関節症状はムコ多糖症の最初の徴候であることが多い

ムコ多糖症の正確かつ時宜を得た診断に欠かせないのは、リウマチ科医が疑いを抱くこと

ほとんどのタイプのムコ多糖症(MPS)において、骨と関節に関する特徴は非常に早い段階からみられます。このような筋骨格系の症状を有する患者さんはリウマチ科を訪れることが多く、大抵の場合は、その後にムコ多糖症の診断を受けています。1

診断が遅れると、次のような状況に至る可能性があります。

  • 治療の遅れ2
  • 多臓器にわたる重度の合併症1,3
  • 不可逆的または末期の臓器障害1
  • 疾患に特化した治療を十分に受けることができず、手術による死亡のリスクが高まる1,5-8
ムコ多糖症の徴候・症状は予測不可能なうえ臨床的にも多様性があるので、診断が困難です。患者さんは、ムコ多糖症の非古典的および/または古典的な徴候を呈し、疾患の進行速度には速いイプと遅いタイプがあります。2-4

ムコ多糖症を疑い、照会し、除外する

関節合併症は早期に発現して進行していきますので、リウマチ科が患者さんを早期に鑑別し、疾患に特化した治療や可能な療法を受けてもらうことができれば、ムコ多糖症患者さんとそのご家族の生活に好影響を与えられます。

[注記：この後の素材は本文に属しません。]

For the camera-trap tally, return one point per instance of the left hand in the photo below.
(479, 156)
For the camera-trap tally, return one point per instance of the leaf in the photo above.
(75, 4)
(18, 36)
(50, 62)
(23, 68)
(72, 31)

早い段階で介入できるよう、次に挙げるような徴候・症状にご注意ください。

  • 関節硬直または関節弛緩6,9
  • 炎症のない関節合併症10
  • 進行性の関節可動性の低下5
  • 手根管症候群10
  • 骨の異常10
リウマチ合併症は一様に進行し、時間の経過とともに発現率と重症度が高まります。ムコ多糖症の患者さんは往々にして多岐にわたる一群の症状を呈しますが、単独で現れたものであっても、遺伝学の専門医や代謝疾患の専門医に照会する価値はあります。1,11

徴候・症状はかすかに認められる程度かもしれませんし、顕著に現れるかもしれません。ムコ多糖症を示唆する骨・関節の特徴のうち、よくみられるものは次のとおりです。1

  • 古典的な特徴である炎症を伴わない関節合併症やびらん性骨病変が初期に現れる
  • 「鷲手」
  • 脊柱変形[わずかな、または明らかな突背(角状脊柱後弯)、脊柱側弯、円背(脊柱後弯)、脊柱前弯]
  • X線画像で多発性骨形成不全が認められる

この他の発現し得る徴候・症状については、次の表をご覧ください。

Musculoskeletal-manifestations-of-MPS_AMc

これらすべての関節症状がどのムコ多糖においても同じように現れるというわけではありません。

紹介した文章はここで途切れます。